Fairy Tales

Viewing 9 posts - 1 through 9 (of 9 total)
  • Author
  • MissusLeata

    I’m struggling with the idea of fairy tales. I read My Father’s Dragon to my kids and we all loved it. I loved the vivid imaginary world and how fun it was. The boys loved the dragon.

    I just started reading Five Children and It to them and my oldest(almost 7) is having a hard time with the wish-granting. He sees it as the Sand Fairy playing God.

    What would you do? Put it away? Work on training hid conscience to understand what a fable is? I’m just not sure.

    And it doesn’t help that I have a pretty conservative background and was taught that any thing that couldn’t fit with reality is a sin because Phil. 4:8 says to think on true things. Any thoughts?


    I’m not familiar with Five Children and It. I just wanted to say that when my girls were little, I wondered if we should skip the fairy tales because of all the witches and whatnot.  Then I read somewhere (Gurien? that guy with the unpronouneable name) said that fairy tales are important for children because it exposes them to evil and they learn that evil things can happen to them, but that good triumphs over evil.

    So I read fairy tales to my children.  When they ask about witches and things I explain that there are some evil people who worship satan rather than God. 

    Everything like My Father’s Dragon, Cinderella (my favorite!),  Roman and Greek Gods and Goddesses, Santa Claus, etc.,  I explain as being make-believe. 


    I think you can explain more about make believe and the difference between God preforming miracles and answereing prayers as opposed to a wish being granted by a make believe magic creature.  You could use it as a teaching point that yes the sand fairy is granting wishes in a manner that aprears like God, but the childrens wishes turn out all wrong. The sand fairy is compelled to grant their wishes regardless of good sense.  God knows best and for that reason many times does not answer our prayers when we have our hearts set on earthly desires.   You will know best if he would understand this more or still struggle over it.  If it is going to be a hardship for you ds, then it would be best to drop the book.  There are many great books out there that can be read instead.



    We loved the Five Children and It!
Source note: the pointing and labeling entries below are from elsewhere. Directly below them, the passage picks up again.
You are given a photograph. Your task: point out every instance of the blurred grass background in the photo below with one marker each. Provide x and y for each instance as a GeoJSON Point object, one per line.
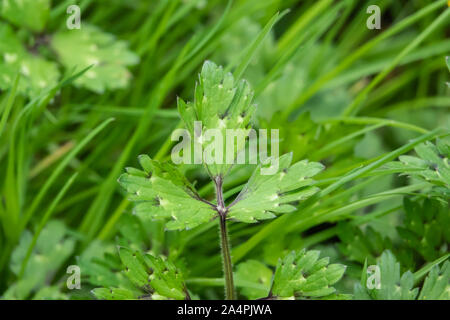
{"type": "Point", "coordinates": [320, 75]}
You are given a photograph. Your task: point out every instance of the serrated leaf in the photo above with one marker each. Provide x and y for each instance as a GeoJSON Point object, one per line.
{"type": "Point", "coordinates": [135, 268]}
{"type": "Point", "coordinates": [36, 73]}
{"type": "Point", "coordinates": [31, 14]}
{"type": "Point", "coordinates": [431, 165]}
{"type": "Point", "coordinates": [220, 103]}
{"type": "Point", "coordinates": [114, 294]}
{"type": "Point", "coordinates": [437, 284]}
{"type": "Point", "coordinates": [162, 192]}
{"type": "Point", "coordinates": [89, 46]}
{"type": "Point", "coordinates": [257, 273]}
{"type": "Point", "coordinates": [151, 277]}
{"type": "Point", "coordinates": [53, 247]}
{"type": "Point", "coordinates": [165, 279]}
{"type": "Point", "coordinates": [303, 274]}
{"type": "Point", "coordinates": [392, 285]}
{"type": "Point", "coordinates": [265, 195]}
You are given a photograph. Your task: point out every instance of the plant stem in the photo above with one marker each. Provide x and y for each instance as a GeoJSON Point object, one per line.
{"type": "Point", "coordinates": [224, 244]}
{"type": "Point", "coordinates": [226, 258]}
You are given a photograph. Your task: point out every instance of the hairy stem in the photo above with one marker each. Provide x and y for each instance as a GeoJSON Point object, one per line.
{"type": "Point", "coordinates": [224, 243]}
{"type": "Point", "coordinates": [226, 257]}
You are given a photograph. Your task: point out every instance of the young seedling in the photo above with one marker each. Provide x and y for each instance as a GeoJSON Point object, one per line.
{"type": "Point", "coordinates": [161, 191]}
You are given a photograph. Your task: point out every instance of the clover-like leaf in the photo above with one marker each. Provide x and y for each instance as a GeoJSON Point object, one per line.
{"type": "Point", "coordinates": [114, 294]}
{"type": "Point", "coordinates": [220, 103]}
{"type": "Point", "coordinates": [392, 285]}
{"type": "Point", "coordinates": [152, 277]}
{"type": "Point", "coordinates": [255, 277]}
{"type": "Point", "coordinates": [447, 61]}
{"type": "Point", "coordinates": [31, 14]}
{"type": "Point", "coordinates": [36, 73]}
{"type": "Point", "coordinates": [437, 284]}
{"type": "Point", "coordinates": [303, 274]}
{"type": "Point", "coordinates": [89, 46]}
{"type": "Point", "coordinates": [52, 248]}
{"type": "Point", "coordinates": [162, 192]}
{"type": "Point", "coordinates": [357, 245]}
{"type": "Point", "coordinates": [265, 195]}
{"type": "Point", "coordinates": [432, 163]}
{"type": "Point", "coordinates": [425, 227]}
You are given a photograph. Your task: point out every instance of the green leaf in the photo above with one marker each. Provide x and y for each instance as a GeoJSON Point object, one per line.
{"type": "Point", "coordinates": [392, 285]}
{"type": "Point", "coordinates": [151, 277]}
{"type": "Point", "coordinates": [37, 73]}
{"type": "Point", "coordinates": [265, 195]}
{"type": "Point", "coordinates": [431, 165]}
{"type": "Point", "coordinates": [31, 14]}
{"type": "Point", "coordinates": [162, 192]}
{"type": "Point", "coordinates": [447, 61]}
{"type": "Point", "coordinates": [134, 266]}
{"type": "Point", "coordinates": [425, 227]}
{"type": "Point", "coordinates": [165, 279]}
{"type": "Point", "coordinates": [303, 274]}
{"type": "Point", "coordinates": [357, 245]}
{"type": "Point", "coordinates": [53, 247]}
{"type": "Point", "coordinates": [220, 103]}
{"type": "Point", "coordinates": [81, 48]}
{"type": "Point", "coordinates": [114, 294]}
{"type": "Point", "coordinates": [254, 272]}
{"type": "Point", "coordinates": [437, 284]}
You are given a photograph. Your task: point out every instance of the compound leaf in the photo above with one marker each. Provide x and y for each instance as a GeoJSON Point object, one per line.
{"type": "Point", "coordinates": [162, 192]}
{"type": "Point", "coordinates": [437, 284]}
{"type": "Point", "coordinates": [392, 285]}
{"type": "Point", "coordinates": [220, 104]}
{"type": "Point", "coordinates": [303, 274]}
{"type": "Point", "coordinates": [256, 273]}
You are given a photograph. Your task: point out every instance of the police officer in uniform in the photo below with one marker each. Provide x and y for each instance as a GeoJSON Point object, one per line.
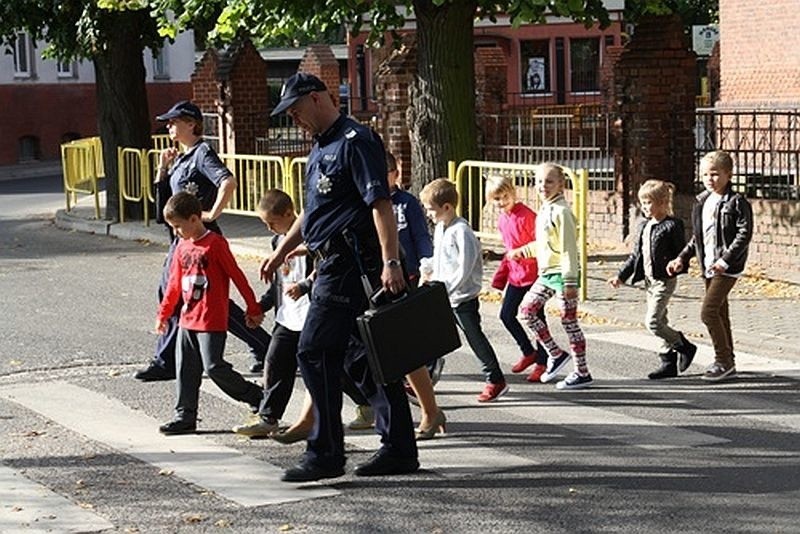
{"type": "Point", "coordinates": [199, 171]}
{"type": "Point", "coordinates": [349, 226]}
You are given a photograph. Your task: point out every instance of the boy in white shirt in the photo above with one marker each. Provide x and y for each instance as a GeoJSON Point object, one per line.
{"type": "Point", "coordinates": [457, 262]}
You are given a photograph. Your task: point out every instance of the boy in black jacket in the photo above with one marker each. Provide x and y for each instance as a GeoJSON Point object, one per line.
{"type": "Point", "coordinates": [722, 223]}
{"type": "Point", "coordinates": [659, 238]}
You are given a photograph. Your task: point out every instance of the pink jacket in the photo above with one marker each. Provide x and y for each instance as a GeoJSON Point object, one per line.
{"type": "Point", "coordinates": [517, 228]}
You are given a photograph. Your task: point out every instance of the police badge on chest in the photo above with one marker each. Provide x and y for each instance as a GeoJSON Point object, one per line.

If your child is bothered, you might want to lay it aside for now. But if it is just you, I would spend some time reading what CM and others say about fairy tales. Here is one blog post I did on it which quotes CM and links to a much better post than mine:


    My kids have never had a problem thinking that story things like witches and magic would be okay in real life (and we have run across people that are in to such things!). Stories create other worlds where the rules of our world don’t apply in order to teach us about our world. If your kids are old enough, I would ask them what they think the author is trying to show about our world. The truth is they find that wishes aren’t all they are cracked up to be. Then you could even lead in to how God is better than the It of the book since He gives us what we need, not just what we ask for.



    Also, remember that there is more than one meaning of “true”.  “True” does not just mean “factually accurate” although that can be part of it.  “True” can also mean something that is true to real life—and 5 Children and It qualifies hands-down!  If you ask me, it’s actually a subtly subversive book AGAINST “asking for wishes”, AGAINST “magic solving all problems” because it teaches us that sometimes, getting just what we think we want with no effort, is not really what we wanted at all!  The “world” granting our wishes is always going to leave us unhappy and unfulfilled.  This is a monumentally important lesson, IMO, and “true” in the true meaning of the word!


    And that is the beauty of a living book.


    Thank you, ruth and bookworm and nebby for the excellent responses; in particular, how to use these books as teaching moments and even including in your posts precisely what we can say.  So helpful!  This is close to my heart and I really appreciate the thoughtful replies.  Thank you.  Blessings, Angie


    Yes, lots of helpful answers. We got it out again this morning and after balking at first, I told him to just wait, he was going to learn from it and he got right back into the story. 🙂


    We are also reading this book right now! We are enjoying it so far. I agree with Ruth, Nebby and Bookworm’s responses wholeheartedly. In this situation I think I would point out to my child that God is ABSOLUTELY NOT a “wish granter” in any sense of the word. He is omnipotent. We do not have any “power” over God. He does not “grant wishes”…He holds the universe in the palm of His hand! In the story, the “it” simply had to be found and the finder then got his wish. Same concept as rubbing a genie lamp and getting three wishes. The wisher is supposedly the one with the power over the wish granter, except for the sneaky ways that the granter can make the wish less desirable. This is NOT the same as humanity’s relationship with God, at all. Having an understanding, even just a beginning one, that prayer is NOT wishing is very important spiritually for a child. This would be my take on the situation.



Viewing 9 posts - 1 through 9 (of 9 total)
  • The topic ‘Fairy Tales’ is closed to new replies.